From the "Album Explanations" comes the story of why one subject picked "Maybe You've Been Brainwashed Too" by New Radicals for his list of albums that have most influenced his life.
This was the first album I ever personally owned: it was a birthday gift from my mom when I was 9. Apparently some dude who worked at Strawberries (a now defunct music superstore in Cambridge) convinced her it was "the coolest record out right now," so she took his word for it and picked up the cassette. I must've played that tape from side-to-side and back again for a couple years, because the only other cassette I remember having prior to getting a CD player when I was 12 was "Americana" by The Offspring, the soundtrack to the Matthew Broderick Godzilla, and a Creed tape. (*shudder*)
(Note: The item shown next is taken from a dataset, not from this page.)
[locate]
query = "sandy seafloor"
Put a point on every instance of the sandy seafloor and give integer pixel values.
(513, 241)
Aside from being a nostalgia thing, "Brainwashed" is actually a pretty well constructed bastard-pop record. Every song is tinged with surprisingly competent socio-political commentary that had relevance during the late 90's. Of course, as a 9 year old, all that stuff went way over my head, but the catchiness and breadth of style in each song made it the perfect record for a kid just starting to look past the Lou Bega's of the time. In a lot of ways, "Brainwashed" is a culturally defining record, especially when you consider how an alt-pop anthem like "You Get what You Give" went mega-platinum or whatever, AND how frontman Gregg Alexander went on to write the songs that made Britney Spears famous (not like that's something to be proud of or anything, but hey, it's important...). There's also a song on the record that involved doing porno films in Japan and some guy mistaking cocaine for Sweet n' Low (keep in mind, I was 9... so when I heard "coke" I thought it was soda and when I heard "porno" I didn't know what the f*** it meant). Anyways, the album is great: so much so, in fact, that I bought the record again ten years later and still have it on my laptop now.